The UK's mobile operators are busy dabbling in GPRS technology, but most are still searching for the application that will justify the huge expense of the technology upgrade.
Lucent says the operators have become too focussed on developing data applications, while the application most likely to succeed in the near term is voice. Lucent is now pushing its PacketGSM products that enable operators to upgrade their networks to GPRS for both data and voice.
"People are currently viewing GPRS as a parallel to GSM. We're saying you need now to migrate GSM to the packet environment," said Arif Hussain, product team leader for PacketGSM at Lucent.
"One of the most significant factors in considering a GPRS roll out is what the end users want to buy. Take out the uncertainty, sell your service that is good today - voice," he said.
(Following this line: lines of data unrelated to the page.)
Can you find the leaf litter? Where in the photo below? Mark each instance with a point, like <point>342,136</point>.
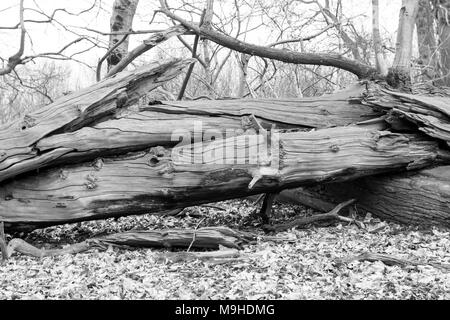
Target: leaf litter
<point>304,267</point>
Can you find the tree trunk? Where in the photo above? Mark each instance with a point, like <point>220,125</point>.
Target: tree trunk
<point>379,57</point>
<point>426,36</point>
<point>414,198</point>
<point>19,150</point>
<point>158,179</point>
<point>443,20</point>
<point>121,21</point>
<point>399,75</point>
<point>109,158</point>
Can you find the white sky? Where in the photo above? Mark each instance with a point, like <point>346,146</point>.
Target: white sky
<point>48,38</point>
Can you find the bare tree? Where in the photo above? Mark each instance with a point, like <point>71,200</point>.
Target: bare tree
<point>121,20</point>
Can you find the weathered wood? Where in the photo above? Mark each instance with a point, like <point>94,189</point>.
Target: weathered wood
<point>18,139</point>
<point>153,181</point>
<point>338,109</point>
<point>137,128</point>
<point>414,198</point>
<point>305,221</point>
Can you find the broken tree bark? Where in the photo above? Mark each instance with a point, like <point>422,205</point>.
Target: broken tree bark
<point>121,161</point>
<point>18,140</point>
<point>150,181</point>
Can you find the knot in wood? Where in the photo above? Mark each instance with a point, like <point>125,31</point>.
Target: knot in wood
<point>63,174</point>
<point>91,181</point>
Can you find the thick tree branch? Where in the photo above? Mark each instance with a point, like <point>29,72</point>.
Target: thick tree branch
<point>15,60</point>
<point>146,45</point>
<point>358,68</point>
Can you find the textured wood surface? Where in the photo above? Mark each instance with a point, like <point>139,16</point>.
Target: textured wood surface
<point>18,140</point>
<point>153,181</point>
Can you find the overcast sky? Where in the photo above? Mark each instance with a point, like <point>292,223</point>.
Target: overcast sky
<point>48,38</point>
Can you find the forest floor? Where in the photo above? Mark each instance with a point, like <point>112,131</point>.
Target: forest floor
<point>302,268</point>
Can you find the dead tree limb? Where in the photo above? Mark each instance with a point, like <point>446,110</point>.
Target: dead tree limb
<point>104,100</point>
<point>303,222</point>
<point>360,69</point>
<point>154,181</point>
<point>205,238</point>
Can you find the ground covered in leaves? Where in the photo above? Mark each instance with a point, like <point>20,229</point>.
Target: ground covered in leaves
<point>301,266</point>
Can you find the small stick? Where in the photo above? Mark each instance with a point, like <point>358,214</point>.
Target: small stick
<point>266,208</point>
<point>195,233</point>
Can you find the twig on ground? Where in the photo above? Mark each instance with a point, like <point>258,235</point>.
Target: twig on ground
<point>301,222</point>
<point>389,260</point>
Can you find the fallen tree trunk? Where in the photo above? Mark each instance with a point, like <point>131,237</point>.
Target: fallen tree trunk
<point>154,181</point>
<point>118,159</point>
<point>18,139</point>
<point>415,198</point>
<point>114,130</point>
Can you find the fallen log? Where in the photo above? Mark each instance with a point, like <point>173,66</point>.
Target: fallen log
<point>421,197</point>
<point>18,140</point>
<point>112,130</point>
<point>153,181</point>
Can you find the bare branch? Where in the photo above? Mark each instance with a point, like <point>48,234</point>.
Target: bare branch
<point>358,68</point>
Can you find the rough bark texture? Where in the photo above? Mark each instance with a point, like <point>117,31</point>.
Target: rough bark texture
<point>152,181</point>
<point>121,20</point>
<point>118,160</point>
<point>414,198</point>
<point>19,152</point>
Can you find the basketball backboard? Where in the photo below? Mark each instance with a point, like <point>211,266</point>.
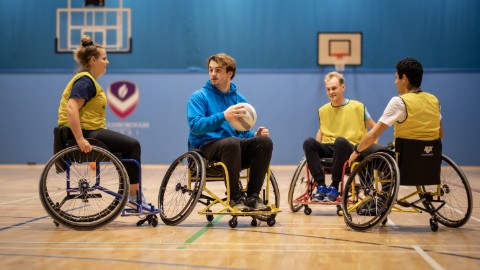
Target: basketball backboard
<point>109,24</point>
<point>333,47</point>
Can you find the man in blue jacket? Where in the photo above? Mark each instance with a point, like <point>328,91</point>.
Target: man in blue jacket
<point>209,111</point>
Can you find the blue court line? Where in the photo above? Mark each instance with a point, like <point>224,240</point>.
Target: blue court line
<point>116,260</point>
<point>22,223</point>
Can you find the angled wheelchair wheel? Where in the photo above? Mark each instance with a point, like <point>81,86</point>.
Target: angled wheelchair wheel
<point>274,197</point>
<point>370,192</point>
<point>299,190</point>
<point>84,191</point>
<point>181,188</point>
<point>455,192</point>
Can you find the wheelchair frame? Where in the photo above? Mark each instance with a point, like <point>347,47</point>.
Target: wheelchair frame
<point>374,183</point>
<point>84,197</point>
<point>187,177</point>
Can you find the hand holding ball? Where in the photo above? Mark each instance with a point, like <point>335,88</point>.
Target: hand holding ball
<point>247,121</point>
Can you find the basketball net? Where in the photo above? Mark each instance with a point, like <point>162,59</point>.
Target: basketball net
<point>339,59</point>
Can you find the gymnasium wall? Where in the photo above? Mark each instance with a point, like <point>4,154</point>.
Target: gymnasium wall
<point>274,42</point>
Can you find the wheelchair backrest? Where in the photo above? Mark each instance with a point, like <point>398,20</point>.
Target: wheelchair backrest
<point>419,161</point>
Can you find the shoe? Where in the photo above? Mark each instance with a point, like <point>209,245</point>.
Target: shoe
<point>332,195</point>
<point>256,204</point>
<point>320,195</point>
<point>371,207</point>
<point>145,205</point>
<point>239,204</point>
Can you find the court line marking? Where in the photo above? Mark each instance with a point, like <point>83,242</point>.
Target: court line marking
<point>427,258</point>
<point>117,260</point>
<point>22,223</point>
<point>202,231</point>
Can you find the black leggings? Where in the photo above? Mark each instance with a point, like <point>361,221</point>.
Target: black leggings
<point>340,150</point>
<point>119,143</point>
<point>237,154</point>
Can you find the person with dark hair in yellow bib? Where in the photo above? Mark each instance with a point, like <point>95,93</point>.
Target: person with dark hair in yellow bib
<point>415,114</point>
<point>82,110</point>
<point>343,122</point>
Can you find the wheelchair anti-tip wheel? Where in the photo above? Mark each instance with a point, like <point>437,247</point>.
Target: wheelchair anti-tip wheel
<point>370,192</point>
<point>83,191</point>
<point>181,188</point>
<point>455,192</point>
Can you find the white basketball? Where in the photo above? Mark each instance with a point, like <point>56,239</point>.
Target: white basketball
<point>248,121</point>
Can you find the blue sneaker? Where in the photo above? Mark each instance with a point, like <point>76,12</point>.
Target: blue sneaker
<point>332,195</point>
<point>145,205</point>
<point>320,195</point>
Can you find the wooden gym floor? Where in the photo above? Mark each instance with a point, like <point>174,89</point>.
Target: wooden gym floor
<point>30,240</point>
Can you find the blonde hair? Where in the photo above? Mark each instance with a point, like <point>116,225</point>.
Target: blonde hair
<point>224,60</point>
<point>85,52</point>
<point>335,74</point>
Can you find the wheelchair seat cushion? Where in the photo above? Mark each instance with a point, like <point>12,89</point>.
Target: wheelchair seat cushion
<point>419,161</point>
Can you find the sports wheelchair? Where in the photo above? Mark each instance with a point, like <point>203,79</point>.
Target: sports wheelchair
<point>442,190</point>
<point>303,187</point>
<point>185,184</point>
<point>85,191</point>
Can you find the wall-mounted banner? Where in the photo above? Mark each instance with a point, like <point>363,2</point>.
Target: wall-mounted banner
<point>123,98</point>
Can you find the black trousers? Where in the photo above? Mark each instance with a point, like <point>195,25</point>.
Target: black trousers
<point>340,151</point>
<point>119,143</point>
<point>237,154</point>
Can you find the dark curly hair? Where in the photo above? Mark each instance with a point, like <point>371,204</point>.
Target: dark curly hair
<point>412,68</point>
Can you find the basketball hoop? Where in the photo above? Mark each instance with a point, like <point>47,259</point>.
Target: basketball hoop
<point>339,59</point>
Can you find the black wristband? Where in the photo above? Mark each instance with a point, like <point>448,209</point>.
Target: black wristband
<point>355,149</point>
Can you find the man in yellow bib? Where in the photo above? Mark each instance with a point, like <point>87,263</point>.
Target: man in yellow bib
<point>343,123</point>
<point>415,114</point>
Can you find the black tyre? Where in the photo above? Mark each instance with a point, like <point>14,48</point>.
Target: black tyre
<point>181,188</point>
<point>456,192</point>
<point>370,192</point>
<point>84,191</point>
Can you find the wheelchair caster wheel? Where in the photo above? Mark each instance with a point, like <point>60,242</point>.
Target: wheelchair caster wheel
<point>153,220</point>
<point>433,225</point>
<point>209,217</point>
<point>271,221</point>
<point>339,210</point>
<point>233,222</point>
<point>384,222</point>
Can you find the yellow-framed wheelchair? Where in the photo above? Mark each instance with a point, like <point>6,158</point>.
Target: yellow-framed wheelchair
<point>85,191</point>
<point>185,184</point>
<point>441,188</point>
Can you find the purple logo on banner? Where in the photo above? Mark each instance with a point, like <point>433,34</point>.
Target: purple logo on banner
<point>123,98</point>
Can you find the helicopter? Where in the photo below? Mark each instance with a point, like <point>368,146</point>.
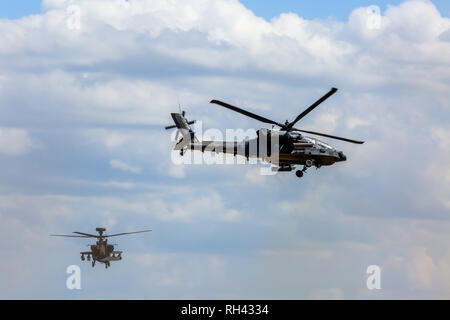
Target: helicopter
<point>285,148</point>
<point>101,251</point>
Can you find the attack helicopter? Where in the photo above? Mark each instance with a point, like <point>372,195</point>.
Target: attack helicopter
<point>285,148</point>
<point>101,251</point>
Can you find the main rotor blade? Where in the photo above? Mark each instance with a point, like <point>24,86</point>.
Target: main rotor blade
<point>68,236</point>
<point>121,234</point>
<point>329,136</point>
<point>246,113</point>
<point>87,234</point>
<point>312,107</point>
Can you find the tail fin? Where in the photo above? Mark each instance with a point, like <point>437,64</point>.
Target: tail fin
<point>183,127</point>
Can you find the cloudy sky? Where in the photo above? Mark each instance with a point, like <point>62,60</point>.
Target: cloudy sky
<point>86,87</point>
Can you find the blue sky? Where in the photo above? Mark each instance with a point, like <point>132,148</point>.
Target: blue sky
<point>267,9</point>
<point>82,145</point>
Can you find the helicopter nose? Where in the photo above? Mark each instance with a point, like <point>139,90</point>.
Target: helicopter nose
<point>342,156</point>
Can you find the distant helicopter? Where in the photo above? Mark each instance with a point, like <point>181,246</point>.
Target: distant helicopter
<point>293,148</point>
<point>101,251</point>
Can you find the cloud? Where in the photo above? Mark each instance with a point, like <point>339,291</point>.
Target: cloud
<point>117,164</point>
<point>105,91</point>
<point>14,142</point>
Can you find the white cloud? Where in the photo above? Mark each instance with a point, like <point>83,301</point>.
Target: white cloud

At the Telecom 99 show in Geneva later this year, Lucent is planning to demonstrate a voice over GPRS system for the first time. Lucent hopes to start trialing the system in early 2000.
By installing a GPRS network and selling voice services over it, operators can expand the capacity of their networks - because of the higher bandwidth - and can introduce data services gradually, without having to try to realise rapid returns on unproven data services.
"This takes the risk out of selling data services," said Hussain. "It gives operators flexibility in terms of introducing data services that don't have to stand up on their own."
Operators might be concerned that data users would quickly abandon GPRS networks as soon as UMTS becomes available, leaving large amounts of bandwidth unused. However, Lucent expects only the high end users to migrate to premium third generation services.